Hacker News new | ask | show | jobs
by iamflimflam1 764 days ago
There isn’t really any other way for this to work. The only way for the model to answer questions on your pdf is for the information to be somewhere in the prompt.
2 comments

That might be true of specific models or specific APIs for accessing them, but I’d argue isn’t even remotely true of neural networks generally or generatively-pretrained decoder-only attention-inspired language models in particular.

Ideally if you want a model’s weights to include a credible representation of non-trivial data you want it somewhere in the training pipeline (usually earlier is better for important stuff but that’s a hubristic at best), but there’s transfer learning of various kinds, and joint losses of countless kinds (CLIP in SD-style diffusors come to mind), and fine tunes (if that doesn’t just count as transfer learning), and dimensionality reduction that is often remarkably effective, and multi-tower models like what evolved into DLRM, and I’m forgetting/omitting easily 100x the approaches I mentioned.
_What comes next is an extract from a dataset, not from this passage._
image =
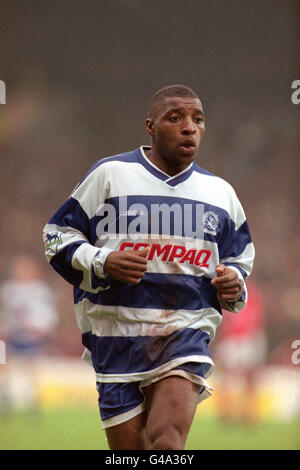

It’s possible I misunderstand you, so please elaborate if so?

The way they vectorized the PDF could be less efficient than simply extracting the text and dropping it into context as text. If it's a 100 MB PDF then it's probably a scanned PDF, and OpenAI is probably using an OCR model to vectorize each page directly. It seems an opaque process with room to be inefficient. So I would be interested to know if we could save on token/vector fees by preprocessing the PDF to text with our own OCR.
No, it is not a scanned PDF but a standard textual PDF with tables, bullet points, chapters, etc. Somewhat like a manual.